自信につながるウルグアイ戦。森保ジャパンの戦術と工夫を解剖する (2ページ目)

  • 中山淳●取材・文 text by Nakayama Atsushi 藤田真郷●撮影 photo by Fujita Masato

 対するホームの日本は、予定どおりパナマ戦からGKを含めた9人を変更。その試合で66分間出場した大迫勇也(ブレーメン)と南野拓実(ザルツブルク)だけが2試合連続でスタメンを飾り、全体的にフレッシュな状態でウルグアイ戦を迎えることができた。

 よって、球際で激しい攻防が繰り広げられたこの試合においては、両チームのコンディション差も影響したことを考慮して見る必要があるだろう。
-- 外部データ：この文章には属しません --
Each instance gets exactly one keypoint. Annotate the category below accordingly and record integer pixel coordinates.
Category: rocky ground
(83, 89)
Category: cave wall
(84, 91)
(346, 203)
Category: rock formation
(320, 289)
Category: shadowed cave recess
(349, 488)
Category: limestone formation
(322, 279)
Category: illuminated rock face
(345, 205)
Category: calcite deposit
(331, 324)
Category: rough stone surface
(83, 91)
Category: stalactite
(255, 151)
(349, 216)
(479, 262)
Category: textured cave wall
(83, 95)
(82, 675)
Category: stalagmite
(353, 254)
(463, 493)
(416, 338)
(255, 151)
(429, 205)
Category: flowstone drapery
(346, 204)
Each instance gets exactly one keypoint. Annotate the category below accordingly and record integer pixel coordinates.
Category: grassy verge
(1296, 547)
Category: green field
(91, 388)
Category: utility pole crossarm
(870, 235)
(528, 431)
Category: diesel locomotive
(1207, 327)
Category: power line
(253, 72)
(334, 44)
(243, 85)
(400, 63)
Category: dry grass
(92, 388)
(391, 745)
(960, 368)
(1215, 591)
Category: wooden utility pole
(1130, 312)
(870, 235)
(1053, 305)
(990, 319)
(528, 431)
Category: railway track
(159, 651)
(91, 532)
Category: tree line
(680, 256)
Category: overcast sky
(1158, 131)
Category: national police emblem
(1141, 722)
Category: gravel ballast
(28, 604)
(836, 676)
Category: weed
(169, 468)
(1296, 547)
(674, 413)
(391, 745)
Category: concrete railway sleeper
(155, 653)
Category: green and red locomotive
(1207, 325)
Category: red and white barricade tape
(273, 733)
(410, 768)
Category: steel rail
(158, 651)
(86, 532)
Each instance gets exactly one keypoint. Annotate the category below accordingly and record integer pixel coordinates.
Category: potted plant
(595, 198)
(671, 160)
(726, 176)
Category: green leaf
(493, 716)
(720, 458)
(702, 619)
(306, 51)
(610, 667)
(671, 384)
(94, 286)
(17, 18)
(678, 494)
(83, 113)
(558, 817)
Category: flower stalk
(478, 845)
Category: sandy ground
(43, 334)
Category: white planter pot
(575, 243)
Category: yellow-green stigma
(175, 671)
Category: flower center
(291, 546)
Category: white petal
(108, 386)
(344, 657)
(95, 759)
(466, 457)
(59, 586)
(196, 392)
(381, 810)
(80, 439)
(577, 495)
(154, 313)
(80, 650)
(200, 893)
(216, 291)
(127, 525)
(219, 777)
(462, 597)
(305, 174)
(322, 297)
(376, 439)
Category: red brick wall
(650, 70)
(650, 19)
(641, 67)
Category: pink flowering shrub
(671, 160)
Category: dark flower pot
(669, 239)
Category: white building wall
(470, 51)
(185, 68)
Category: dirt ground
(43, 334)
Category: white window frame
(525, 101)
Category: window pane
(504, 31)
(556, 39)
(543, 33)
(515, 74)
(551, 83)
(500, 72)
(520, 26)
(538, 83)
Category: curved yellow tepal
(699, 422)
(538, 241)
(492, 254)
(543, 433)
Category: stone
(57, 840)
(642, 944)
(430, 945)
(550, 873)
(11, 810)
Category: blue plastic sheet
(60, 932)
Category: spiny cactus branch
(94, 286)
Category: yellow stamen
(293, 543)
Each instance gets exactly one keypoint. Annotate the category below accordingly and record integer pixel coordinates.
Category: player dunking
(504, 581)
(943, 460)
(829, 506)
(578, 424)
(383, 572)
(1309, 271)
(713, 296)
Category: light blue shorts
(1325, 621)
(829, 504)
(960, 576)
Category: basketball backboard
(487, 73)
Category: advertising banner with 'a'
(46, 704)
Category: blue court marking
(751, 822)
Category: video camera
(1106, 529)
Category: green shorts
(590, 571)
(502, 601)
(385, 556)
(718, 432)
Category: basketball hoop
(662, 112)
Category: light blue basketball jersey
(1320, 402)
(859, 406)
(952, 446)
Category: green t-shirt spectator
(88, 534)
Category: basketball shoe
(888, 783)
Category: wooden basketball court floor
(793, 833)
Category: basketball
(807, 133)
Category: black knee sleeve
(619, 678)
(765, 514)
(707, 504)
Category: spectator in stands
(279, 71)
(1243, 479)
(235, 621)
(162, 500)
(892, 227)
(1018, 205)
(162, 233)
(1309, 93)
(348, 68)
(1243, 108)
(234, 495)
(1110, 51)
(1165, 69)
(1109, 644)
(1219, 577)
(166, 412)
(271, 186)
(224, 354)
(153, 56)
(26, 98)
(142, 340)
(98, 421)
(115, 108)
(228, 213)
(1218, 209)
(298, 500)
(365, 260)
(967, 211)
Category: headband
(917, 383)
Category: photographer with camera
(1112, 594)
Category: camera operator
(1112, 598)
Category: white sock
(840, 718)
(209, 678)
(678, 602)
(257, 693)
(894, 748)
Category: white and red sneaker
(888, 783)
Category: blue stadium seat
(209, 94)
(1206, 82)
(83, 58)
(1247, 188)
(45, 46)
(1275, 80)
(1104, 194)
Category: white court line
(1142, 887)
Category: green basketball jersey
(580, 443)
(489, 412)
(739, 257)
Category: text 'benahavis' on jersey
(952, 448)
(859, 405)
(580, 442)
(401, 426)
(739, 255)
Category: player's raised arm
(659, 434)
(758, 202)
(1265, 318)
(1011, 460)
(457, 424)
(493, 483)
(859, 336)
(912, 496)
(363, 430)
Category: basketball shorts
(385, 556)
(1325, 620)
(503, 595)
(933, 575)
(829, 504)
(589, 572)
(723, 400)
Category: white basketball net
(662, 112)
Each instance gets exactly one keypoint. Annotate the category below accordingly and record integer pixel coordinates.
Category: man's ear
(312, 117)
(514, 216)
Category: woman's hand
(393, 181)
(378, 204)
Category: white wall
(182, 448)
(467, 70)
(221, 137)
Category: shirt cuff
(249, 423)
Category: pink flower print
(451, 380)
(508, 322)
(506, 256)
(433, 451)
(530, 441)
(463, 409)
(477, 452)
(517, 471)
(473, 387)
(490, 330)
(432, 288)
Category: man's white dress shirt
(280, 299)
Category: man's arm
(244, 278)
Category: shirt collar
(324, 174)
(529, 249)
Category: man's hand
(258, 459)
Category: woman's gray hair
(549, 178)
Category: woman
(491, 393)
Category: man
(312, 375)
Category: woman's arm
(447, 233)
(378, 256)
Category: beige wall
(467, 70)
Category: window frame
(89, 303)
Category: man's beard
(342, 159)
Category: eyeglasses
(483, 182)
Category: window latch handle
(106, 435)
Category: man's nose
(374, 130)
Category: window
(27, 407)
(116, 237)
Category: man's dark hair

とくに後半は、ウルグアイは親善試合の定石どおりメンバーを次々と入れ替え、6枠を使い切っている。その過程で発生するチーム戦術の乱れも、試合内容に影響したことは否めない。

 試合の方は、開始から球際に激しくきて日本に"脅し"をかけてきたウルグアイに対し、万全の準備を整えていた日本がそれに屈することなく、1対1でも互角にやり合った。日本がスピードとコンビネーションを使ってそれをかわしたことも、この試合の最初の分かれ道になったと言えるだろう。そこは、ウルグアイ側の誤算となった。

 しかもウルグアイは、W杯とは異なる指揮官と過去2試合とも異なるメンバーで編成された新しい日本を研究する術もなく、度々守備面での甘さが垣間見られた。それを象徴していたのが、前半10分の日本の先制ゴールのシーンだ。

 この場面で、吉田麻也(サウサンプトン)のフィードを左サイドで受けた中島翔哉(ポルティモネンセ)はワンタッチでマーカーのペレイロを外し、その瞬間に斜めに走った南野に強いくさびを入れているが、ペレイロの軽い対応と、パスコースを空けてしまったトレイラの緩慢さからは、あのレベルのパスが入ってくるとは予想していなかったように見えた。

 また、南野に対応したディエゴ・ゴディン(アトレティコ・マドリード)も慎重さが欠けていた。南野のターンとその後のシュートまでの流れは称賛すべきだが、これもまた、南野を侮っていたゴディンの対応の甘さが露呈したシーンだった。

 いずれにしても、思わぬ先制点を許したことで"負けん気"に火がつくと、ウルグアイはよりアグレッシブな姿勢を見せた。そのため、以降はほとんどお互いがセットした状態でにらみ合うような時間帯はなく、トランジッション(攻守の切り替え)の多い試合展開が続くことになった。

「我々が望んだ展開ではなかった」と試合後のタバレス監督が語ったように、計7ゴールが生まれるというやや大味な試合となってしまった理由は、それらの要素が大きく影響したと言えるだろう。